BRIDGE: Building Representations in Domain-Guided Verified Program Synthesis

Robert Joseph George 1,2, Carson Eisenach2, Udaya Ghai2, Dominique Perrault-Joncas2, Anima Anandkumar1, Dean Foster2
1California Institute of Technology; 2Amazon

Abstract

Large language models can write plausible programs, but plausible code is not the same as verified code. BRIDGE studies verifiable coding: generating code together with the formal artifacts needed to explain, constrain, and eventually prove what the code does. In Lean, this means keeping executable implementations, specifications, theorem statements, and proof attempts aligned instead of treating them as separate outputs.

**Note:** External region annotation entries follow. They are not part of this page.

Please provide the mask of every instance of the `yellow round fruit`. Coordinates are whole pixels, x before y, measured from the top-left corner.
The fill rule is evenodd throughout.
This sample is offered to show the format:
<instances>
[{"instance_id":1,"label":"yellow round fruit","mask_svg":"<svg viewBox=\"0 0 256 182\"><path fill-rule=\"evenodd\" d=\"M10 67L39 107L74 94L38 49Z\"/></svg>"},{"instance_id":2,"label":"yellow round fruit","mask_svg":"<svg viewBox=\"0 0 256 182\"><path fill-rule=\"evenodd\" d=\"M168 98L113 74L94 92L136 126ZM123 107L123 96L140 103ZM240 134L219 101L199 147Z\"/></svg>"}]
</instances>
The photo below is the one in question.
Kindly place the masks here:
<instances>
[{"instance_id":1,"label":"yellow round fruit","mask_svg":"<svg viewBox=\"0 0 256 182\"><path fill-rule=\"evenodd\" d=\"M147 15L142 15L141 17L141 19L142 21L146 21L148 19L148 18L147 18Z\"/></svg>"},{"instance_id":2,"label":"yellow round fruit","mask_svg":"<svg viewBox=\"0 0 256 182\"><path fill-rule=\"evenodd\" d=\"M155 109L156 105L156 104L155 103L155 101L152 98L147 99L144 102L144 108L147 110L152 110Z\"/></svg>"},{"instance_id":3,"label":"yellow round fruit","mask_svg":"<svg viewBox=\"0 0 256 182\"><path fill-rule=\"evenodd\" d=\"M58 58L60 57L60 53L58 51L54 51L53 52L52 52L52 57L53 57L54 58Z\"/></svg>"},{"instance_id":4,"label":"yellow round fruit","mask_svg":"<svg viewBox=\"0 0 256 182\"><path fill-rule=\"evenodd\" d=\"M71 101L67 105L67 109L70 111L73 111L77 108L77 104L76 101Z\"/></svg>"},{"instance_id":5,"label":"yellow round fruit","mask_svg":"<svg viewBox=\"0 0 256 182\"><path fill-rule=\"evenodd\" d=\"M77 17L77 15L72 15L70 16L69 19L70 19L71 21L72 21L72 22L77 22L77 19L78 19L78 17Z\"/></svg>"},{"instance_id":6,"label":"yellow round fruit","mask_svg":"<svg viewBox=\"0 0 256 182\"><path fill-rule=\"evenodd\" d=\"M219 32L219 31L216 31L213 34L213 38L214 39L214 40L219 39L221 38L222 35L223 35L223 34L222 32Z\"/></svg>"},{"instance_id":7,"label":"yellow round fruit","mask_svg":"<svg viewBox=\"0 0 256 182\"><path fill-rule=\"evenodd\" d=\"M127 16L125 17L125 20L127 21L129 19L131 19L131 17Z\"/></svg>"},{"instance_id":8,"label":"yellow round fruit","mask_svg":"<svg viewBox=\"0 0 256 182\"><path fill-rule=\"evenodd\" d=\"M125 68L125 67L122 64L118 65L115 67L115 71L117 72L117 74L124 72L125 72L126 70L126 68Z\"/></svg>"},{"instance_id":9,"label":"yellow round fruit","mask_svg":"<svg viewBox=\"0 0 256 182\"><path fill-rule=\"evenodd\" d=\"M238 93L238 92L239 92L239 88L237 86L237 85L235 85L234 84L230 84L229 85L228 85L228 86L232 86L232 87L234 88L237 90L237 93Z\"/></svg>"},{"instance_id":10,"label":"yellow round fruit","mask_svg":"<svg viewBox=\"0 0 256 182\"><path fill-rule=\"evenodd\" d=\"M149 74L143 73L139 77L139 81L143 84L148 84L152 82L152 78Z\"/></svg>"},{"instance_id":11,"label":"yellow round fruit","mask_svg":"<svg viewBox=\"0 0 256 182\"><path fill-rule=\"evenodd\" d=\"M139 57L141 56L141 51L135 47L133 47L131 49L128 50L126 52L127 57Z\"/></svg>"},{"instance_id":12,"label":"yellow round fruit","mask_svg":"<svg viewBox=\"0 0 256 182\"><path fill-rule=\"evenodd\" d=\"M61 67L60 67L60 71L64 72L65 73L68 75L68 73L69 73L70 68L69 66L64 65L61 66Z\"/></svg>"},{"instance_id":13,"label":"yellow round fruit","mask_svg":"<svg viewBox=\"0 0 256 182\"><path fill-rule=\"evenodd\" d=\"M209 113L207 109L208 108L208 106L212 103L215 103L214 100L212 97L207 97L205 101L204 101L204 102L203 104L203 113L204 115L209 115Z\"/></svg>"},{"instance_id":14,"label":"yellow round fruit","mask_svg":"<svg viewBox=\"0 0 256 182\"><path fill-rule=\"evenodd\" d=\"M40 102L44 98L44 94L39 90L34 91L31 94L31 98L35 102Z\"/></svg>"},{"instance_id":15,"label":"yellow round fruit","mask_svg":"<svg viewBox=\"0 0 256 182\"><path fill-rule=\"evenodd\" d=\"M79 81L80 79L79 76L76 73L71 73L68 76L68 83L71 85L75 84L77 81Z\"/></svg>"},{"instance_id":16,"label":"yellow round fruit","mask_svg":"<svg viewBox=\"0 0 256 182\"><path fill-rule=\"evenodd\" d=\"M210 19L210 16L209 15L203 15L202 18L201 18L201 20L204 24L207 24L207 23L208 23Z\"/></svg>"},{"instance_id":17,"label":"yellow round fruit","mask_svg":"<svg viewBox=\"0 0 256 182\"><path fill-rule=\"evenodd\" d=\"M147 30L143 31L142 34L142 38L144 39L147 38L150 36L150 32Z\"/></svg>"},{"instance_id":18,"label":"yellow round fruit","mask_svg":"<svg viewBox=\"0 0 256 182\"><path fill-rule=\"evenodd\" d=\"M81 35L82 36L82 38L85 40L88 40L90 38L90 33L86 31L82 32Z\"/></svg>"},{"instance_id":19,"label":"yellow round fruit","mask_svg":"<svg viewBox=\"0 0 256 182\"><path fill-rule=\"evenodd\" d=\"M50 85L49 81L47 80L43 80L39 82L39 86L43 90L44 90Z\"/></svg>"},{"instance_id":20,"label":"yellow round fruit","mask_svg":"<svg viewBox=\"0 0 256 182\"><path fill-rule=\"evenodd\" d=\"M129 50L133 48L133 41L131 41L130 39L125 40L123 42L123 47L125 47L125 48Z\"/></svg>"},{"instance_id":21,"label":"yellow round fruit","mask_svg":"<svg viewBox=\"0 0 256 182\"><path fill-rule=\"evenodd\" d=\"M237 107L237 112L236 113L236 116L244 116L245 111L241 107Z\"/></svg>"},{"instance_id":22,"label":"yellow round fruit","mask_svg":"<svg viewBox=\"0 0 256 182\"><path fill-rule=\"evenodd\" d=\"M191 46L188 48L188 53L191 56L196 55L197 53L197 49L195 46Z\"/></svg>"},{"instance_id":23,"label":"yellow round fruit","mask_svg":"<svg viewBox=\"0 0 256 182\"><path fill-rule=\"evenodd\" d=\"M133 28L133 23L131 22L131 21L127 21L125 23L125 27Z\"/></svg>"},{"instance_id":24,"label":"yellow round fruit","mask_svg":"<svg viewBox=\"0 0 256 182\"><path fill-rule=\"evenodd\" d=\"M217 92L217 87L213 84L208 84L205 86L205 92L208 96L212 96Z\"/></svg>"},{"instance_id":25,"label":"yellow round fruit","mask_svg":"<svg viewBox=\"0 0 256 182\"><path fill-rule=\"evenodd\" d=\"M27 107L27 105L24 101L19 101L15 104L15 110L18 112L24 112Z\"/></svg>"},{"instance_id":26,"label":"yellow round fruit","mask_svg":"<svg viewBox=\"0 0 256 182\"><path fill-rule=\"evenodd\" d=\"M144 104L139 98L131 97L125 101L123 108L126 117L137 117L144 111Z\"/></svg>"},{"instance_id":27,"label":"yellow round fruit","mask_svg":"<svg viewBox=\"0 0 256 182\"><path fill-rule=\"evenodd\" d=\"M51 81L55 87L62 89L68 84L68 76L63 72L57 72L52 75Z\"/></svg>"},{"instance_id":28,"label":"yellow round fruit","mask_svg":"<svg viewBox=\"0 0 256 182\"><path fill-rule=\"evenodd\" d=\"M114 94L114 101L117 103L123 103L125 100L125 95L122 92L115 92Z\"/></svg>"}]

BRIDGE decomposes this problem into three connected domains: Code, Specification, and Theorem/Proof. The method uses domain-specific reasoning and cross-artifact checks to reduce semantic drift, where code may pass tests while a specification is too weak, a theorem misses the intended claim, or a proof attempt only establishes a narrow property. The current work focuses on Lean executable correctness, specification usefulness, and theorem/proof diagnostics, while recognizing that full semantic proof completion at scale remains the long-term goal.

Across a 178-problem Lean benchmark and public verification benchmarks including VERINA and CLEVER, BRIDGE improves executable correctness by up to 1.5x and can reach comparable success with roughly 2x fewer Lean evaluations. Specification-guided prompting improves code generation by up to 17.5 percentage points, and functional scaffolds make it easier to generate Lean-elaborating theorem statements and completed proof attempts aligned with the implementation.

Key Results

  • Up to 1.5x higher Lean executable correctness on the 178-problem BRIDGE suite compared with direct prompting.
  • Roughly 2x fewer Lean evaluations to reach comparable pass@k success in sample-efficiency experiments.
  • Transfer gains on public verification settings, including VERINA, CLEVER, and a solver-backed DAFNYBENCH pilot.
  • Specification reasoning improves code generation by up to 17.5 percentage points and helps produce formal constraints with semantic bite.
  • Functional scaffolds improve downstream theorem/proof artifacts, including more Lean-elaborating theorem statements and more completed proof attempts under fixed prover budgets.
  • Code and data are available in the BRIDGE GitHub repository.

What BRIDGE Changes

BRIDGE structures verified program synthesis as a pipeline over three connected domains:

BRIDGE pipeline over code, specifications, and theorem statements

Code

Generate Lean implementations that elaborate, satisfy termination and totality checks, and pass benchmark tests.

Specification

Make assumptions, edge cases, and behavioral constraints explicit so the code can be checked against meaningful formal intent.

Theorem/Proof

Generate correctness claims and bounded proof attempts that test whether the implementation can be connected to formal verification artifacts.